# Cabinet Jacks



## Gary H (Dec 10, 2008)

You only have to use it once to get hooked. Unlike festool, you only need one.


----------



## GRB (Feb 23, 2009)

wnc viking said:


> Everyone. Would. Like to have a laborer. Like that


But I've never met any like that which is why we got a lift instead. :laughing:


----------



## GRB (Feb 23, 2009)

Gary H said:


> You only have to use it once to get hooked. Unlike festool, you only need one.


I think we're wearing them down, Gary. :thumbsup:


----------



## CrpntrFrk (Oct 25, 2008)

Ok I get the gang thing. That is a good idea.


----------



## wnc viking (Aug 4, 2011)

That I why I work. Alone. When ever I can


----------



## Gary H (Dec 10, 2008)

wnc viking said:


> That I why I work. Alone.

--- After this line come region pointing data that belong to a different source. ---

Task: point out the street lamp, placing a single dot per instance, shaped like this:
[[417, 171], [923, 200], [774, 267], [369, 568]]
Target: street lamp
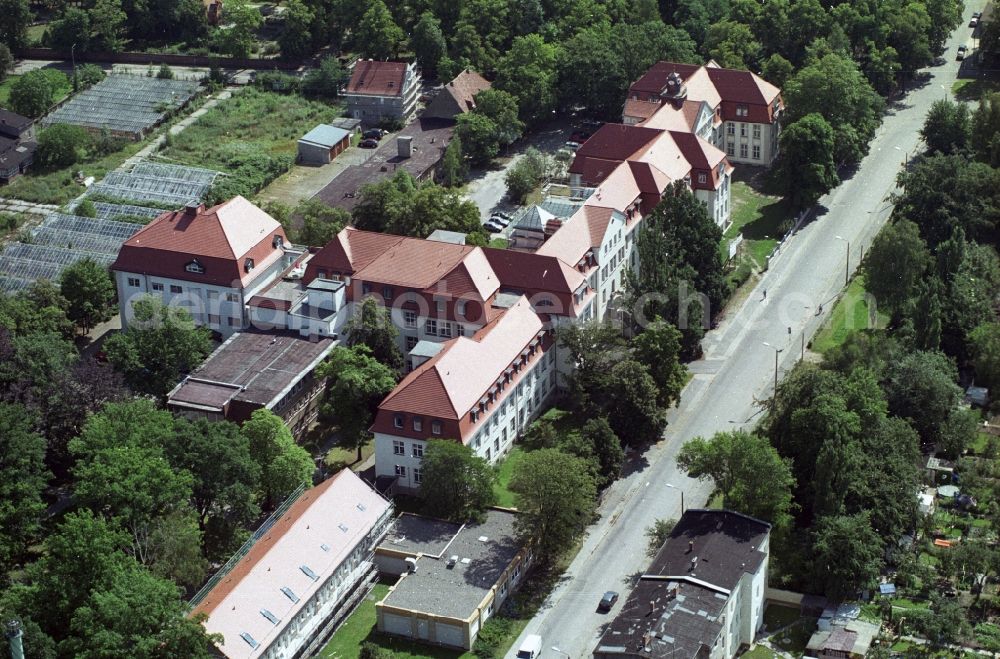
[[674, 487], [847, 264], [777, 351]]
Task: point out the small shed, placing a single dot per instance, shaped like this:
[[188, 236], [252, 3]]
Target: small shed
[[322, 144]]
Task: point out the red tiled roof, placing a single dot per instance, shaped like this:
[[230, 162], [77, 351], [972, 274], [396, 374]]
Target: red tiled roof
[[220, 238], [377, 78], [527, 271]]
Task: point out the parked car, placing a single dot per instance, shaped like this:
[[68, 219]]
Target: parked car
[[531, 648], [607, 601]]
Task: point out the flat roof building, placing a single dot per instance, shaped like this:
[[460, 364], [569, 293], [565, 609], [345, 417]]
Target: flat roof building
[[303, 576], [254, 370], [456, 577]]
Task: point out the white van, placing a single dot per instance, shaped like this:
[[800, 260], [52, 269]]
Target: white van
[[531, 648]]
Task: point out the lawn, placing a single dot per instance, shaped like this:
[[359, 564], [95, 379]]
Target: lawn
[[850, 313], [251, 121], [360, 627], [762, 219]]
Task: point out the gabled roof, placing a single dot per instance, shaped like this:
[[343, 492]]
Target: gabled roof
[[452, 382], [220, 238], [375, 78], [319, 531], [458, 95], [526, 271]]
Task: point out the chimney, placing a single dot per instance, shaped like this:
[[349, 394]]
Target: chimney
[[14, 639]]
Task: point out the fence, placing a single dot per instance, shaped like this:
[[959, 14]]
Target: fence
[[247, 546]]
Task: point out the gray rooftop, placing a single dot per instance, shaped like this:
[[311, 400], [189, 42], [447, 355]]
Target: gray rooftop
[[484, 551], [325, 135]]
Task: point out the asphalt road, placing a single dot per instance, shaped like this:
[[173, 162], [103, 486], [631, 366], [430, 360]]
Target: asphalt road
[[738, 370]]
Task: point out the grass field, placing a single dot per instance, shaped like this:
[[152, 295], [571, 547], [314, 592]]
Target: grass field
[[252, 119], [849, 314]]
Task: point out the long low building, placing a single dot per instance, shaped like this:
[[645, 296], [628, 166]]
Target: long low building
[[303, 576], [254, 370], [454, 577]]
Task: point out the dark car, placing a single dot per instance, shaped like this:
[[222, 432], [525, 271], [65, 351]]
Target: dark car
[[607, 601]]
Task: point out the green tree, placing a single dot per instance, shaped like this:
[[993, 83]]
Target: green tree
[[752, 478], [23, 478], [239, 37], [71, 28], [320, 222], [453, 168], [805, 169], [895, 265], [284, 465], [88, 288], [847, 554], [456, 484], [555, 497], [378, 36], [326, 81], [428, 43], [658, 347], [62, 145], [139, 615], [985, 347], [160, 343], [528, 71], [31, 94], [372, 327], [108, 20], [296, 39], [357, 384], [834, 88], [947, 128], [16, 17]]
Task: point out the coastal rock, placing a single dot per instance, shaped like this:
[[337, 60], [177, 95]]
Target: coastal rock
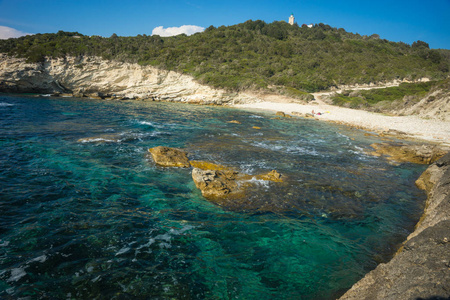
[[216, 185], [419, 154], [169, 157], [98, 78], [421, 268], [297, 114], [222, 184], [271, 176]]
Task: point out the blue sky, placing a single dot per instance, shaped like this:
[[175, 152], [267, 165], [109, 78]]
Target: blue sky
[[405, 21]]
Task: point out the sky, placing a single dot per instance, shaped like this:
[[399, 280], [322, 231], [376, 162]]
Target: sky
[[405, 21]]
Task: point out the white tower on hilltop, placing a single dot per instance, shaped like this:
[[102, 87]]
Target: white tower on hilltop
[[291, 19]]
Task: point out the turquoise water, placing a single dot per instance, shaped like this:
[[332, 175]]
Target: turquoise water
[[96, 219]]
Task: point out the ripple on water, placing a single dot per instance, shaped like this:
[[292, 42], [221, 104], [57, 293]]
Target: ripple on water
[[97, 218]]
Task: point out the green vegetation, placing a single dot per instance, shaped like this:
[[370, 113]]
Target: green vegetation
[[254, 55], [371, 98]]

When ever I can


No comp, no wages to pay out, and more cash in your hand at the end of the job to buy tools.:thumbup:


----------



## Dirtywhiteboy (Oct 15, 2010)

CrpntrFrk said:


> Ok I get the gang thing. That is a good idea.


Why screw one box at a time when you screw a bunch of boxes at a time


----------



## Dirtywhiteboy (Oct 15, 2010)

So nobodys used these








http://www.thisiscarpentry.com/2010/07/02/super-wicked-awesome-cabinet-jacks/








So look like I'm gonna build a set and see:whistling


----------



## Gary H (Dec 10, 2008)

That is the first time I ever seen them. You found that on this is Carpentry? The only problem I have is reaching over the lower cabinet to set the uppers. It puts may back in a awkward position.


----------



## GRB (Feb 23, 2009)

Gary H said:


> That is the first time I ever seen them. You found that on this is Carpentry? The only problem I have is reaching over the lower cabinet to set the uppers. It puts may back in a awkward position.


I hate setting base cabinets before uppers. You run the risk of bumping into them & even if you're wearing a vest instead of bags, you can still damage them. Plus, it's a much further reach into the tops of the uppers to drive screws when you're that extra foot away.


----------



## CrpntrFrk (Oct 25, 2008)

Dirtywhiteboy said:


> Why screw one box at a time when you screw a bunch of boxes at a time


I am trying to stay on topic but my mind really wants to go south with that comment.:whistling


----------